Excerpt from Cursed in Love, Book 3 in the Voice of the Wind: Shadows of Time series
Zaire followed the old woman up the broad sweep of limestone steps and through the open door, but as she stepped through the entrance, her feet faltered upon the polished black and white marble squares that tiled the vaulted foyer. Her gaze skimmed the dim shadows, seeking escape. Upon either side of the foyer, tall doors opened into other rooms. Her gaze strayed to the ornately carved grand staircase ascending into the gloom of the upper levels of the house. The watchful eyes of age-darkened portraits, each the captive reflection of some long deceased ancestor, guarded the stairway.
She felt the weight of the imposing house settle around her shoulders. A House of Sorrow, she thought. An unnatural oppression sucked the breath from her lungs. Beneath her breastbone, her heart thumped, raced.
“This way, girl.” The old woman beckoned from where she stood upon the fifth step of the staircase, waiting.
Zaire swallowed the fear threatening to overwhelm her and walked toward the staircase. At the bottom step, a chill permeated her flesh. The icy dread enveloped her. She shivered and forced her feet to take the first step through the frigid space, a second step, a third step until the uncanny coldness pooled at the bottom of the staircase slid away from her. An overwhelming sorrow smote her. Someone wept, an echo in time lost to the living who did not have eyes to see or ears to hear — a keening lament of loss. Where is my child, my lost child?
“Hurry, girl. Do not tarry.”
“Who died here?” Zaire whispered. Coldness and sorrow pulsed through her. She looked up at the old woman hovering upon the stair step above her.
The old woman’s eyes widened. She groped for something hidden within the loose bodice of her gown. Her hands wore the thin skin and brown splotches of old age. She moved her lips, uttering a silent prayer.
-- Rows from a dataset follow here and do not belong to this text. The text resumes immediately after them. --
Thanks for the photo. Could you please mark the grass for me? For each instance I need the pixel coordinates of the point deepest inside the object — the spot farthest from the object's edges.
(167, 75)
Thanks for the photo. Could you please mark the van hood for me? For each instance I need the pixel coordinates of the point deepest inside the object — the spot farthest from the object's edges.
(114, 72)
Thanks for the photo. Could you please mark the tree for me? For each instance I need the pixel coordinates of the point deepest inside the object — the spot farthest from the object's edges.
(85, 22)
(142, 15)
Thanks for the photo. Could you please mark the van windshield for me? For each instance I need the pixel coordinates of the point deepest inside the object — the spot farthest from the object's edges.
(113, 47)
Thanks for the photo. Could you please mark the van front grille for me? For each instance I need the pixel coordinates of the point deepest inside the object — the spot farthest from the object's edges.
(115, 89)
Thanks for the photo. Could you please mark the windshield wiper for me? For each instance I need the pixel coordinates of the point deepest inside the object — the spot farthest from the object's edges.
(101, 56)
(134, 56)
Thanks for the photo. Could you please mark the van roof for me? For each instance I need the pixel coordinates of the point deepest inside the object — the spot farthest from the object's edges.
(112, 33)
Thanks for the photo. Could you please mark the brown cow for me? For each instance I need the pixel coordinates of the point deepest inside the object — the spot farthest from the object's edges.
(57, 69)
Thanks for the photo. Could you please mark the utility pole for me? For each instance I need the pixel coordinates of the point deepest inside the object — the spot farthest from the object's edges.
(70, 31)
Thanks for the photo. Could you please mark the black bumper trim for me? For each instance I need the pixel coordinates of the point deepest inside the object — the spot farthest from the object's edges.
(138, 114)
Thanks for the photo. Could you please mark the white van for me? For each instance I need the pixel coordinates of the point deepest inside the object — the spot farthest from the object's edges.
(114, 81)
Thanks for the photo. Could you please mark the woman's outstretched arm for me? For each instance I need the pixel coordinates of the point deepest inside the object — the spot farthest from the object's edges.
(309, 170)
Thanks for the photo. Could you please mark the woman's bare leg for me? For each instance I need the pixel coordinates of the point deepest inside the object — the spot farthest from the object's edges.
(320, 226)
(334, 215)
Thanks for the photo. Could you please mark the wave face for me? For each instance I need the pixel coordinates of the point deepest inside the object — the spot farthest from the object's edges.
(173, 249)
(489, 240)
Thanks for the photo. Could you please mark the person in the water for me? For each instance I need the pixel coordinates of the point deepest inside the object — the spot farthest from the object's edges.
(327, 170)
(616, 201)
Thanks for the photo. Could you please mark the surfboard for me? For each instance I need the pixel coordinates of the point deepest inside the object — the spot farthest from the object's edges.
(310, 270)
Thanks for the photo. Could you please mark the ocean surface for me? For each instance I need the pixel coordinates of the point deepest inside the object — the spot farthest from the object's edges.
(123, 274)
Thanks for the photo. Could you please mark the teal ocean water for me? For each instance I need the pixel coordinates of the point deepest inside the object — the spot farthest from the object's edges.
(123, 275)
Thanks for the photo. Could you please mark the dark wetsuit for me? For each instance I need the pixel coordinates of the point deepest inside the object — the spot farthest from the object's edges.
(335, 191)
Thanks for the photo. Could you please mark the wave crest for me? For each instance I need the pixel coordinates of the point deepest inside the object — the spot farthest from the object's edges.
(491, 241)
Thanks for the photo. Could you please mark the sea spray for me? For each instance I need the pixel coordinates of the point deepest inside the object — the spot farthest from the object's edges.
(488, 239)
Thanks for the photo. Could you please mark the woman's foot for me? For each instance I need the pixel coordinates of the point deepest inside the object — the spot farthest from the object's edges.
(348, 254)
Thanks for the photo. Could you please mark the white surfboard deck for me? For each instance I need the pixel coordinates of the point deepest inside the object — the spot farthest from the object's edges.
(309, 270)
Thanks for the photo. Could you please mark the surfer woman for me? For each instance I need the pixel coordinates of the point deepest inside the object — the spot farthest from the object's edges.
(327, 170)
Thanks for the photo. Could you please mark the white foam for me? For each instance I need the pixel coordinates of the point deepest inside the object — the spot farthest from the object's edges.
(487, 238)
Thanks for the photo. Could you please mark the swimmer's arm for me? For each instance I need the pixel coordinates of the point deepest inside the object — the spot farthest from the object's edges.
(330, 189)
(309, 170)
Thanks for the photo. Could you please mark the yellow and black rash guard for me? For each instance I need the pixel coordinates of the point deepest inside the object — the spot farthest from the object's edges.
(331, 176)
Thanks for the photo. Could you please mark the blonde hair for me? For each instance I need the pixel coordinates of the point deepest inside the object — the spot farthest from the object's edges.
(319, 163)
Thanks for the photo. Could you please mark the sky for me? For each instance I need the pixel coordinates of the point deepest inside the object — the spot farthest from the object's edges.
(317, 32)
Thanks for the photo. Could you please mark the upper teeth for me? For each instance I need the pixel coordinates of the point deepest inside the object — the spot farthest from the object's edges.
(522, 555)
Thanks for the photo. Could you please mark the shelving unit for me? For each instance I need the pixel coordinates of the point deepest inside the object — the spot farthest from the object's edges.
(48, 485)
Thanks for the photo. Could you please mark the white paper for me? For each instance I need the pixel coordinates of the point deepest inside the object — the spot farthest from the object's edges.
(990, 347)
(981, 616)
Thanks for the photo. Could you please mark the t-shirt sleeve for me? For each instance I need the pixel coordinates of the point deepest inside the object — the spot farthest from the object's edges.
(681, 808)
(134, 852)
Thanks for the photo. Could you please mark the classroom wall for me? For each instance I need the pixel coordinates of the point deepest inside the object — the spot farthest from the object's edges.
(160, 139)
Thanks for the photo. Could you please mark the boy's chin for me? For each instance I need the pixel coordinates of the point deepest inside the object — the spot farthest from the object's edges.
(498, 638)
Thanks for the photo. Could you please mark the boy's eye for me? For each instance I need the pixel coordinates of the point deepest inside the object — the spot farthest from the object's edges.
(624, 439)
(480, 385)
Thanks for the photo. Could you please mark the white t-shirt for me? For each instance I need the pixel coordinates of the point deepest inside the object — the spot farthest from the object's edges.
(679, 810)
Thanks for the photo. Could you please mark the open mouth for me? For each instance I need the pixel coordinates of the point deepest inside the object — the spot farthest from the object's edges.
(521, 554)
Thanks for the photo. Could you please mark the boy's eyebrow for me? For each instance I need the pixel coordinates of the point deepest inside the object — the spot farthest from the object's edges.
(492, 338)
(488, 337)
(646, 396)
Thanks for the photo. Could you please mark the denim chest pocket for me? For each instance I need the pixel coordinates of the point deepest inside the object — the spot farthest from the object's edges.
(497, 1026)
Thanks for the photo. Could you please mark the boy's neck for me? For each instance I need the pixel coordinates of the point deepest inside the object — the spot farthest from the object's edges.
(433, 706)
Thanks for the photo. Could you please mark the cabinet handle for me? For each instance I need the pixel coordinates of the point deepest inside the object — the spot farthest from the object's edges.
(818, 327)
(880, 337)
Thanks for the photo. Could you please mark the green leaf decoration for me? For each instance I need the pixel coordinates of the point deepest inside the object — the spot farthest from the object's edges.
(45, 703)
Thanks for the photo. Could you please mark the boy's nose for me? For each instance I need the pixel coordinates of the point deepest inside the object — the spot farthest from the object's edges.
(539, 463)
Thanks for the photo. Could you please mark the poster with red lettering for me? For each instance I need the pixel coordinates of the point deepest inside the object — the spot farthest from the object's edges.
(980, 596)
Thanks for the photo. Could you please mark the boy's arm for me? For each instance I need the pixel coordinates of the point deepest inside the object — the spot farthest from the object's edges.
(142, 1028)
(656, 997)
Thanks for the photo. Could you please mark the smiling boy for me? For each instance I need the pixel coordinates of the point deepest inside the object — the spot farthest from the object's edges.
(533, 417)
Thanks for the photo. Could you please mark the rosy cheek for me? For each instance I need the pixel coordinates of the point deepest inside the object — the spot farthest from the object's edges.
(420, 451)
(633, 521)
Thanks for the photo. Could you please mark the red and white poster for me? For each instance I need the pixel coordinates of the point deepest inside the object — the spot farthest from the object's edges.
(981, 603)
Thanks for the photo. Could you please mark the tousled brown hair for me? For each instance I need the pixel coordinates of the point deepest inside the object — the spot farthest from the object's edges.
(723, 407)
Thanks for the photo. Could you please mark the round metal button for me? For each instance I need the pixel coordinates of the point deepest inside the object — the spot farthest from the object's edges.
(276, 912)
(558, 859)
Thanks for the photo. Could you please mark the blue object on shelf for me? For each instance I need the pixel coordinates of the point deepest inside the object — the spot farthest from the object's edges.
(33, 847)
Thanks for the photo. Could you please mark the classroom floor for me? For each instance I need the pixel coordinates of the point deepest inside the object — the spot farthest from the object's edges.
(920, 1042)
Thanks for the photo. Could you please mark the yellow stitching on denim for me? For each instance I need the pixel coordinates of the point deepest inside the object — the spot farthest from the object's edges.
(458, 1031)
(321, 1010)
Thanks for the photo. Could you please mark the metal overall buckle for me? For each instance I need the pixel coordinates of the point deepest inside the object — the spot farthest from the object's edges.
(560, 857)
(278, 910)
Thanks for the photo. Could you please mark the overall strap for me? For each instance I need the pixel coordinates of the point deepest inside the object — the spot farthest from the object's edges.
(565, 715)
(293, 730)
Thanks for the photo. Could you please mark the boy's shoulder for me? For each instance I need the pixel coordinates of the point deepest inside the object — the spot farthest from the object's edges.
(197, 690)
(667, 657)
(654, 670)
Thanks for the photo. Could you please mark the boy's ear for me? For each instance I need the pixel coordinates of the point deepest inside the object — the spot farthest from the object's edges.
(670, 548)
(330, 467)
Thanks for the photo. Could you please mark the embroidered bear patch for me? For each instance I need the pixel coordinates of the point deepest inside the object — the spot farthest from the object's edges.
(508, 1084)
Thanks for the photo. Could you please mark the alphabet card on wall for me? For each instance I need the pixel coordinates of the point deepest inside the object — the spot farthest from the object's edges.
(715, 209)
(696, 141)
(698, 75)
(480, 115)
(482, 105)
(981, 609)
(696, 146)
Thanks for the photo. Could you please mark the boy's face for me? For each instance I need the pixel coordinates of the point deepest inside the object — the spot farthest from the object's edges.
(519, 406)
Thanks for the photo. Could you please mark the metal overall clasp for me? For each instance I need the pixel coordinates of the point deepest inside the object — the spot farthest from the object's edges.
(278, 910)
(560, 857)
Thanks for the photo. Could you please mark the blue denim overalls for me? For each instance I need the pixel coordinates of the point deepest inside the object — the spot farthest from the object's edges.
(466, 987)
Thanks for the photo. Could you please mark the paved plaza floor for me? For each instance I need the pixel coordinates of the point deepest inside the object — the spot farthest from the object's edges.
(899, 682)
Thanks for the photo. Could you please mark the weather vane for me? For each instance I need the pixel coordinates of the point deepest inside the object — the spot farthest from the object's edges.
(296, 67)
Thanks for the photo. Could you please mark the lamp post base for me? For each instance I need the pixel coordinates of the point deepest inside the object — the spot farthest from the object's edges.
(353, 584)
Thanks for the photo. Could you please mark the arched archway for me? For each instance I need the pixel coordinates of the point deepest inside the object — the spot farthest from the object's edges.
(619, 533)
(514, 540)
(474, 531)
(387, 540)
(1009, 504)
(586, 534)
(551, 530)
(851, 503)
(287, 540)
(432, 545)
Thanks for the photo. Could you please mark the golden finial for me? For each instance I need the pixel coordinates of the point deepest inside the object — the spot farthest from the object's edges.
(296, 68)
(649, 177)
“Who is the lady who weeps?”
“No one that matters to ye, girl. Follow me — quick now.”
Zaire drew her breath and followed the old woman. Setting each foot one at a time upon the steps, she climbed the curl of the grand staircase to the second floor, but not without glancing down into the foyer and the shadowy, dense coldness that pooled across the black and white marble tiles gleaming at the bottom of the staircase.
The old woman beckoned her on and she followed, through dimly lit, furniture-lined corridors where the heavy drapery covering the windows warded off any stray beam of sunlight that dared to pierce the gloom. She walked swiftly, her gaze never leaving the woman bobbing down the hallway ahead of her.
The pulse of the house strengthened with each step she treaded. Like dust and smoke, the musty odors of a turbulent past clung to fabric and wood and tickled her nostrils. The perpetual shadows harbored the faintest of echoes — a boy’s chortle, a girl’s sob, a mother’s love, a father’s devotion — the pantheon of human emotions and lives once lived within Rosenhall.
Where were they now, she wondered? Sucked into the shadows of time and memory, she thought.